There were a few seconds of silence, then Patty added her plea. "Talk to us!"

A tiny voice quavered, so low Terri had to press her ear against the slot to hear it. "I'm Mary."

"Hello, Mary," Terri said, then Cathy and Leslie also said hello.

"We're in this together," Terri said. "We have to stand together."

"What do they want?" Leslie asked.

"I don't know," Terri said.

"What did they mean by 'the One'?" Mary asked.

"I don't even know who they are," Terri said. "Do any of you know who the two men are?"

"The Jewel Man," Leslie said. "That's what I heard the small one called. The one with all the rings on his fingers. The one who shot Patricia. I was at a party. I met him in a disco in Stuttgart and he said he'd take me to this party. I went with him. He took me to a plane at the airport. A small jet. We flew for a while — I don't know how long. Then there was this party."

The words were tumbling down the hallway from Leslie in a rush. "They were rich. The people at the party. I could tell that. It was like he was showing me off or something. They were from all different countries. All different languages. When dawn came, I got scared. People at the party called him Jewel or something like that. The Jewel Man. All those rings."

"I told him I wanted to go home and he just laughed at me. I'd been drinking. And doing some coke. I knew it was bad, knew he was bad, but — I don't know."

"What happened next?" Terri prodded.

"I don't know," Leslie repeated. "I must have passed out. I woke here. That's all. No one's said anything to me. I don't even know how long I've been here.
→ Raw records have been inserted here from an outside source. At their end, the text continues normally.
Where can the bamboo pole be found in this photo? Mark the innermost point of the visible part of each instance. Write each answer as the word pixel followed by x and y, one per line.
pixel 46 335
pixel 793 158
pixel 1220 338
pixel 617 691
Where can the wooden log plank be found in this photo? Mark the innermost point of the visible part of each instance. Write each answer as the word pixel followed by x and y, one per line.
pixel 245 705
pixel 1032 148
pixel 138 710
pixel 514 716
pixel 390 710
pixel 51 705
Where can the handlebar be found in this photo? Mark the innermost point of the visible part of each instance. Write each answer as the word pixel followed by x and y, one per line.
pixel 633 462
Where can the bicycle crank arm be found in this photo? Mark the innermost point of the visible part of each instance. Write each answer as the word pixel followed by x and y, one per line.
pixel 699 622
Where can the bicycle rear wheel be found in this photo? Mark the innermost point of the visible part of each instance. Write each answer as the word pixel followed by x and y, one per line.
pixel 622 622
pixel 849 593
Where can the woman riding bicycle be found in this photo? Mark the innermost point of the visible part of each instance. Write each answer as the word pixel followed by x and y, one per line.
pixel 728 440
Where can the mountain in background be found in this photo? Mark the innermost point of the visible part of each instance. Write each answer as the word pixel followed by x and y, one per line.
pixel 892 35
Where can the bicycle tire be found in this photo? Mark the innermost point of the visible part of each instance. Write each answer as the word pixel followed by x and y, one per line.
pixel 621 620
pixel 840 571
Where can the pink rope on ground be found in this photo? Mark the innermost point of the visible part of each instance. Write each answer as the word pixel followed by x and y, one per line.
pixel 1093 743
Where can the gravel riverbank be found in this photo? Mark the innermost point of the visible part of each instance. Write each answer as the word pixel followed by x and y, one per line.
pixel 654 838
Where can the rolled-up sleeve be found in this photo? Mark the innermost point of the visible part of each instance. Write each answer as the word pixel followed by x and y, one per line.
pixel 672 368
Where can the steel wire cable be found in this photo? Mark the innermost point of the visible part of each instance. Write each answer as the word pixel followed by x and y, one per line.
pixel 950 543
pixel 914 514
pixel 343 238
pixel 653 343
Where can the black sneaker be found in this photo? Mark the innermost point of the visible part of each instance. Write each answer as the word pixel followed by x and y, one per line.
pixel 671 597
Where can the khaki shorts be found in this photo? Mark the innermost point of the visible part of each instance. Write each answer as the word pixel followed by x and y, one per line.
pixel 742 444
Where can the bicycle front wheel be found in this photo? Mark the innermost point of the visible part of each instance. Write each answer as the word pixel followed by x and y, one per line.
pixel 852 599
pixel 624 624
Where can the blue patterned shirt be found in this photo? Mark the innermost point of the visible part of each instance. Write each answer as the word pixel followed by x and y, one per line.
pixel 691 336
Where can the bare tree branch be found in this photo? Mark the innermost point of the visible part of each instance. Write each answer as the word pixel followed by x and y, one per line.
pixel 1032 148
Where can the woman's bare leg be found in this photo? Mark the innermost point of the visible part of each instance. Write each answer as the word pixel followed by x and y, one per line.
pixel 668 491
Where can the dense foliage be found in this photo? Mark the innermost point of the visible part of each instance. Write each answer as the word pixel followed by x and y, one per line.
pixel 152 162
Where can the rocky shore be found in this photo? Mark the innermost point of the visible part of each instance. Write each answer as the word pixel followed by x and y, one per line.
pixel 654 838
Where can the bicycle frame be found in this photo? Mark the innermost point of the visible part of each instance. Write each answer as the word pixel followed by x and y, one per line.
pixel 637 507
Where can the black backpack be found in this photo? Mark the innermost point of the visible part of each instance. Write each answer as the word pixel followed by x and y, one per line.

What do they want?"

"I don't know," Terri said. "They haven't said anything to me either." She proceeded to tell the story of how she had ended up here — as much as she knew.

"They got me at night too!" Mary said when Terri was done. She proceeded to tell her own story of abduction. She'd also been invited to a party by the Jewel Man. And when she awoke, found herself imprisoned in the cell.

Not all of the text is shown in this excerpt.